Former Canadian Forces lieutenant-general Andrew Leslie - and federal Liberal advisor and prospective star candidate - is being attacked by the Harper Conservatives for claiming $72,000 in retirement moving expenses under a policy that applies to RCMP officers and the military.
The Intended Place of Residence policy covers retiring Mounties and military personnel for one last move after they retire. The idea is that if you end your career in Newfoundland, but want to move back to be closer to your grandkids in Saskatoon, the government will pick up the cost. It’s a reward for accepting a series of transfers over the course of a career.

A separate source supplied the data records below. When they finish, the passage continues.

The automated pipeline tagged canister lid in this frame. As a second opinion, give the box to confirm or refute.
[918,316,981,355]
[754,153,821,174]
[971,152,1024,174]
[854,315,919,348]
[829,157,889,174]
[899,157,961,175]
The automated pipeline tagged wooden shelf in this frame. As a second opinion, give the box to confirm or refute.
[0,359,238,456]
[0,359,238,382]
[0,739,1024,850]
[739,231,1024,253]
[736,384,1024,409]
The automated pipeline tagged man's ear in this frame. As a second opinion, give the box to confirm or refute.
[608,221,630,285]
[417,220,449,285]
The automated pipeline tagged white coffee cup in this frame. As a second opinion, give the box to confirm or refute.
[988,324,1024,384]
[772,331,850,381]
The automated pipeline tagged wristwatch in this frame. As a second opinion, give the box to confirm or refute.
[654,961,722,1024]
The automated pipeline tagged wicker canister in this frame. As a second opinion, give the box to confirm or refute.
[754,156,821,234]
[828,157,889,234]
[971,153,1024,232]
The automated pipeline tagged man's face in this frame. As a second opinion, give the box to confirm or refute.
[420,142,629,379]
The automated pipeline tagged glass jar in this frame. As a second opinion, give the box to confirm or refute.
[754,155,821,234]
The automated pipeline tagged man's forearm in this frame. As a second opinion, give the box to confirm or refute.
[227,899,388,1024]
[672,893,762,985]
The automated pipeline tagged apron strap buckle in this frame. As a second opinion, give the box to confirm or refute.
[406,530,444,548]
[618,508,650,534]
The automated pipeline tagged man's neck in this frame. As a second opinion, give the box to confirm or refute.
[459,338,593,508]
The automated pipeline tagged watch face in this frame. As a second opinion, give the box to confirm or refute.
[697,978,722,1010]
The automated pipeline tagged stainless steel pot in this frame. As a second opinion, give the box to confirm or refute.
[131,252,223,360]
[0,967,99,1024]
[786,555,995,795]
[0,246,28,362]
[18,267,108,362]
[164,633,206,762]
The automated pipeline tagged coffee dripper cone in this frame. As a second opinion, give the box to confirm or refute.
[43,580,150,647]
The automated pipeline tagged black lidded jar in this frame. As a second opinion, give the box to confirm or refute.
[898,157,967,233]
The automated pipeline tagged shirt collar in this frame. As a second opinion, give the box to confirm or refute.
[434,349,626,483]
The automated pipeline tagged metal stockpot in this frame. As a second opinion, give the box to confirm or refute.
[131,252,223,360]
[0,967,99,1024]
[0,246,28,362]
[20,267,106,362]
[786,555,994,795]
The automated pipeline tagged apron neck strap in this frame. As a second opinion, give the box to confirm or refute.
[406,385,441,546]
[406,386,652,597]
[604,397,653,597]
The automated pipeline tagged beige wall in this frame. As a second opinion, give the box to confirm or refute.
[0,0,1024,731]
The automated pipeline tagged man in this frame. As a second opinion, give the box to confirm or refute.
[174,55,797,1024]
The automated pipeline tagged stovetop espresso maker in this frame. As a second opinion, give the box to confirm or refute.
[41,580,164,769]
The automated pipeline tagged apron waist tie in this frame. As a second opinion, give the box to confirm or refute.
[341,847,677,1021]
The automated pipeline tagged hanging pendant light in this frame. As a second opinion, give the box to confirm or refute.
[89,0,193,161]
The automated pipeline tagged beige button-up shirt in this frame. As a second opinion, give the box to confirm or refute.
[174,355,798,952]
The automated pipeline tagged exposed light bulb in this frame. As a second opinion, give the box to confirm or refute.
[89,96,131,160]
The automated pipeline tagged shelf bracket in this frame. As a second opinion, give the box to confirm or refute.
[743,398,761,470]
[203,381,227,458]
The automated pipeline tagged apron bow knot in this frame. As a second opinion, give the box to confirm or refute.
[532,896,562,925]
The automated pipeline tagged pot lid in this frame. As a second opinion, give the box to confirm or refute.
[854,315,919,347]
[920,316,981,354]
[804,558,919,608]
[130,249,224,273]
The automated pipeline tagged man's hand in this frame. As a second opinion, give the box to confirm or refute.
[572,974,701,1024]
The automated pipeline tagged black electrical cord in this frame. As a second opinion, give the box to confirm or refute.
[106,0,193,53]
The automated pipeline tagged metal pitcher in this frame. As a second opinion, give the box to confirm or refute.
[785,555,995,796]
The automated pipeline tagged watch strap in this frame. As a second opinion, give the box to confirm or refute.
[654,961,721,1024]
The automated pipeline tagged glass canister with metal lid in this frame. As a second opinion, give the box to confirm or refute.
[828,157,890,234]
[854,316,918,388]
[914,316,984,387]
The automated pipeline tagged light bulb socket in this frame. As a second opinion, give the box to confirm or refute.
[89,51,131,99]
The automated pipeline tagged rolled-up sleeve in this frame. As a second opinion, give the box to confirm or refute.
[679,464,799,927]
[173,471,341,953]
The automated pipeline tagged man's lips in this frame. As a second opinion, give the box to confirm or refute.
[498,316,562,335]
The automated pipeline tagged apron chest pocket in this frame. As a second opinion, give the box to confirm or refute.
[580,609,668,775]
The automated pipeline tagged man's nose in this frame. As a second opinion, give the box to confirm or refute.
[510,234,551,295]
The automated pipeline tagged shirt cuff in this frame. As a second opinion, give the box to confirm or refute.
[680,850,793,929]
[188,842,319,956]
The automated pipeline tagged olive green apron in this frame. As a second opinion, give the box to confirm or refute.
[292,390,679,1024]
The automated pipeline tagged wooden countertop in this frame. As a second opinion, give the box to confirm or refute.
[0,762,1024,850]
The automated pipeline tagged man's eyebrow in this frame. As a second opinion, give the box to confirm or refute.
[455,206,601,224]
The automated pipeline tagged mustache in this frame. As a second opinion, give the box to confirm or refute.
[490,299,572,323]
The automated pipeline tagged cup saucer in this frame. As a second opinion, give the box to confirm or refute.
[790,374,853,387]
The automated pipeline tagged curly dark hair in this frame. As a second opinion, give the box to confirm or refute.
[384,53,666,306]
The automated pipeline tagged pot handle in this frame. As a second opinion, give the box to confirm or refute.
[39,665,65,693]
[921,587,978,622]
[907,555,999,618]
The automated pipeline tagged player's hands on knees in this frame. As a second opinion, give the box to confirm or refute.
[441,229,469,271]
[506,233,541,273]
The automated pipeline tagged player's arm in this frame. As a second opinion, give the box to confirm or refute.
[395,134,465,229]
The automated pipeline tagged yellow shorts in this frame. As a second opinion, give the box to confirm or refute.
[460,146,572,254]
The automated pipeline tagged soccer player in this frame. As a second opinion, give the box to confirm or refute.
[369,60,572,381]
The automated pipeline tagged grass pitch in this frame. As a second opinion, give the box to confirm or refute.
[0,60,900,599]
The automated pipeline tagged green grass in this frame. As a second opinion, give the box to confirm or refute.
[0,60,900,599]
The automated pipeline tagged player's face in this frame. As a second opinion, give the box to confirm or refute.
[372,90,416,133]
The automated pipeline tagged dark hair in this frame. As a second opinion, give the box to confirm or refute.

But the Leslie case raises some questions.
1) Was the information about Leslie’s expenses a political smear engineered by the Conservatives? CTV News broke the story, saying it had “obtained” documents on the moving expenses. But the TV network did not say how it got the documents, or from whom. That should be part of the story.
2) Is the Conservative government suggesting its policy should be changed, and the costs of a last move should not be covered by taxpayers? If so, why has the change not been made over the eight years the Conservatives have governed?
3) What was Leslie thinking? Just because the benefit is in place doesn’t mean you need to claim it. Leslie was highly paid, over $250,000 a year, and retiring on a pension that most Canadians could only dream about. He decided he wanted a different house in Ottawa. Why did he choose to have taxpayers pick up the costs - moving fees, real estate commissions, property transfer taxes - for what was a personal choice?
4) How much is the policy costing taxpayers? About 3,500 Mounties and Canadian Forces employees are retiring each year.
5) And given that volume, why hasn’t the federal government negotiated a better deal? The largest chunk of Leslie’s expenses were real estate fees. Surely the government, with thousands of moves a year, could get a better deal on real estate commissions.